犯行予告を出したのは、あのドームの上にいた紫頭巾の少年だ。


 そして彼を下から見上げていたもう一人の少年。学生服姿だった。


 上は白いワイシャツに小豆色のネクタイをゆるめに締めていた。そんな格好では補導される危険がそこここであったろうに、服装に無頓着な彼は結局その格好しか思い浮かばなかったのだろう。


 いかにもあいつらしい。


 マスコミより先に送られてきた最初の犯行予告は、あの学生服姿の少年の下へと送られてきた。


 ただその文章は、翌日大輔の勤める三笠新聞にも届いたものとは一部違っていた。大輔は両方を読み比べたので、それは確かだった。


 君が彼女に手を差し伸べることは意味の無いことであり、してはいけないことだと僕は思う。理解して欲しい。


 少年に宛てられた文章だけは、最後にそんな言葉で締められていた。少年はそれを読んでなんのことだか分からなかっただろう。大輔も分からなかった。

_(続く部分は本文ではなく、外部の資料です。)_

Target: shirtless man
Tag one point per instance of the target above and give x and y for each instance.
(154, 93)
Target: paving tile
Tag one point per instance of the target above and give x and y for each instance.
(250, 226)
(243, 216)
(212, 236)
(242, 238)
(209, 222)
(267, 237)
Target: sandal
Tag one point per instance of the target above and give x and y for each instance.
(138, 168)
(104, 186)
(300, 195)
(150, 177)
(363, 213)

 大輔は少年が何か妙なことに巻き込まれようとしていることを案じ、彼にどういうふうにこのことを切り出そうかと思案していた。


 そしたら翌日、自分にも文章が届けられた。そして、他のマスコミ、警察関係に送られてきたファックスを取り寄せて確認した。

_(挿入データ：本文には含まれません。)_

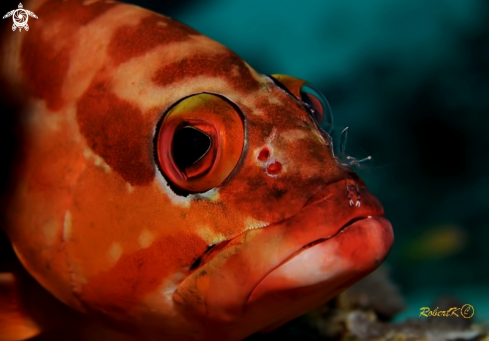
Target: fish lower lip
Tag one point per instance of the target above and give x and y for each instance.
(322, 269)
(312, 244)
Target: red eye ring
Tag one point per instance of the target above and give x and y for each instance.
(210, 116)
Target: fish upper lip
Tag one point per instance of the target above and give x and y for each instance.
(321, 193)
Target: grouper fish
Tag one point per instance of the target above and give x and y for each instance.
(164, 188)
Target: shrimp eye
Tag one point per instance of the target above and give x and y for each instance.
(310, 97)
(318, 106)
(199, 142)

 最後のくだりが書かれていたのは大輔の一人息子、古橋直行に宛てた犯行予告にだけだった。


 大輔が一人でとたらたら歩いていると、向こうから真田が小走りでこちらに向かってくるのが見えた。


「よう、向こうはなにか動きがあったかい?」

「柏木のボケナスに飲みに誘われた。あとは特になし。まだ人で混雑しているけど、なんにも起こらないからみんな段々落ち着いてきたわ」


「やっぱり人ごみに紛れて逃げちまったのかな。中に戻るか。試合も再開しているだろ」

「うん、そだね」

 

 走り回ったのでずいぶん汗をかいた。

「もう柏木とどっかにビールでも飲みに行っちまおうかな」

「バカ」


「お前今日は傷害事件起こしていないだろうな」

「わたくし人に怪我をさせたことなど、生まれてこの方一度もございません」

「ああそうだろうともさ」

 緊張から解かれた二人は、ドームの中へと戻った。


 あとは事件の余韻の残る球場内の様子を目に焼き付けておいて、試合の顛末を見届けて、それから記者席に戻ってノートパソコンでこの試合の記事を疾風のごときスピードで書き上げなければならない。


 大輔たちは忙しいのだ。柏木と遊んであげている暇などどこにも無い。いや、柏木だって置かれた状況は同じはずなのだが、またどうせあいつはろくに談話も取らずに手抜き記事を全国紙にぬけぬけと載せるつもりなのだろう。


 古橋くん、こっちではなにもなかった?

 真田が尋ねた。


 ねずみ小僧がいたよ、と大輔は答えた。


 さて試合の顛末。四十分の中断の後、試合は再開された。


 観客たちはまだ落ち着かない。一旦外に出て行ったものも多く、スタンドは人の流れが慌しい。たくさんの警備員もスタンドを歩き回っていて、伝統の一戦の緊迫した好試合の雰囲気はまるで壊れてしまっていた。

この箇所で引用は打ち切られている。